Tunus Genç Hakimler Derneği, Adalet Bakanı'nın 'savcılığın çalışmasına müdahalesini' kınadı

Fotoğraf: AA Arşiv
Fotoğraf: AA Arşiv
TT

Tunus Genç Hakimler Derneği, Adalet Bakanı'nın 'savcılığın çalışmasına müdahalesini' kınadı

Fotoğraf: AA Arşiv
Fotoğraf: AA Arşiv

Tunus Genç Hakimler Derneği, Adalet Bakanı Leyla Ceffal'in savcılığın çalışmalarına müdahale ettiğini belirterek buna tepki gösterdi.
Sivil toplum kuruluşu olan Genç Hakimler Derneği, yaptığı yazılı açıklamada, Adalet Bakanı Ceffal'in, 25 Temmuz 2021'de alınan olağanüstü kararları iptal eden yasayı onaylayan milletvekillerine yönelik soruşturma açılmasıyla eş zamanlı olarak Cumhurbaşkanı Kays Said, ardından da savcılar ve hakimlerle görüşmesini kınadı.
Bu toplantının, Adalet Bakanının hakimler üzerinde kontrol sahibi olduğu görüntüsü verdiği kaydedilen açıklamada, bu durumun hakimlerin, davacılar ve kamuoyu önündeki tarafsızlığına zarar vereceği, çalışmaları konusundaki güveni sarsacağı aktarıldı.
Açıklamada, savcılığının toplum adına kamu davalarını açan ve yürüten, yasaların gereği gibi uygulanmasını sağlayan bağımsız bir yargı organı olduğu; yürütme organı ya da başka organlara bağlı olmadığı vurgulandı.
Anayasaya göre, savcılığın adli yargının bir parçası ve anayasa tarafından sağlanan güvence altında olduğu; bu nedenle kimsenin çalışmalarına müdahil olamayacağı ifade edildi.
Savcıların, görevlerini Meclis tarafından onaylanan objektif ve yargı hukukuna göre düzenlenen ceza politikaları çerçevesinde yürüttüğü vurgulanan açıklamada, bu politikanın, anayasa ya da kanunların dışında bireysel şekilde Adalet Bakanlığı ya da Cumhurbaşkanı tarafından belirlenemeyeceği kaydedildi.
Ayrıca Adalet Bakanlığı ya da Cumhurbaşkanının kamu davası açıldığında veya dava yürütülürken Savcılığın yetkilerine veya çalışmalarına müdahale etme hakkı olmadığı aktarıldı.

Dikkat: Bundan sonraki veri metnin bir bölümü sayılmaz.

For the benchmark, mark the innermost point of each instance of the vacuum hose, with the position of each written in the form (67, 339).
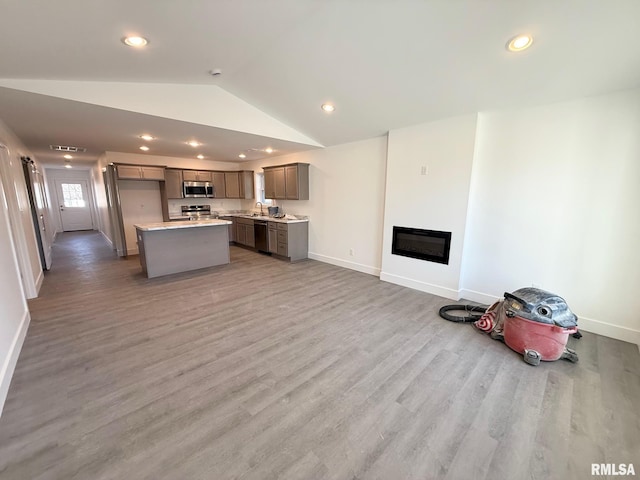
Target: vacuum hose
(470, 313)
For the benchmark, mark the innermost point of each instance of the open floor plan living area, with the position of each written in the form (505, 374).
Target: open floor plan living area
(391, 240)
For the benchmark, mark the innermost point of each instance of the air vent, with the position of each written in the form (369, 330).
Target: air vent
(66, 148)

Meclis üyeleri çevrimiçi oturum düzenledi
Tunus'ta Cumhurbaşkanı Kays Said'in 25 Temmuz 2021'de Temsilciler Meclisi çalışmalarını askıya almasına karşı çıkan milletvekilleri 30 Mart'ta çevrim içi oturum düzenlemişti.
Meclis'teki 217 milletvekilinden 121'inin katıldığı oturumda Said'in 25 Temmuz olağanüstü kararlarının iptali için sunulan yasa tasarısı onaylanmıştı.

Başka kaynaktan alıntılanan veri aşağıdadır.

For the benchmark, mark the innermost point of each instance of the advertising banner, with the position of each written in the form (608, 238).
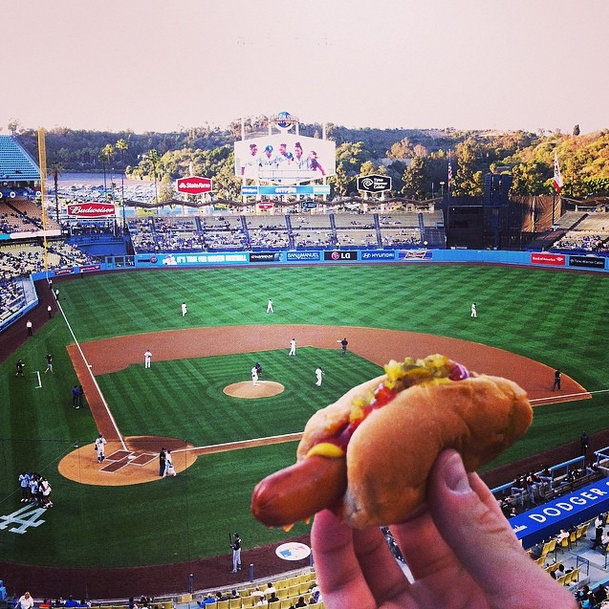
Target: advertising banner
(546, 520)
(305, 256)
(341, 256)
(91, 210)
(414, 255)
(378, 255)
(193, 185)
(592, 262)
(374, 183)
(172, 260)
(285, 158)
(314, 189)
(551, 259)
(265, 256)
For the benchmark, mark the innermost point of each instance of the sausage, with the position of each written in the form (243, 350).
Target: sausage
(299, 491)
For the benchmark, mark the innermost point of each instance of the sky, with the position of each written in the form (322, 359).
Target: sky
(165, 65)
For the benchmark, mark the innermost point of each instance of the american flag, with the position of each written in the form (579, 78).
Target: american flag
(557, 176)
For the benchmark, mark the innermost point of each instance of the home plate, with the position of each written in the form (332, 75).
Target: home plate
(293, 550)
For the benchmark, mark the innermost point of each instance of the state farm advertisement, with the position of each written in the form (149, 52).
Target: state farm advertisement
(193, 185)
(551, 259)
(91, 210)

Cumhurbaşkanı Said Meclisi fethettiğini duyurdu
Çevrim içi oturum düzenlemesini "yasa dışı" olarak değerlendiren ve milletvekillerini başarısız bir "darbe girişiminde" bulunmakla suçlayan Cumhurbaşkanı Said ise, aynı gün Meclis'i feshettiğini duyurmuştu.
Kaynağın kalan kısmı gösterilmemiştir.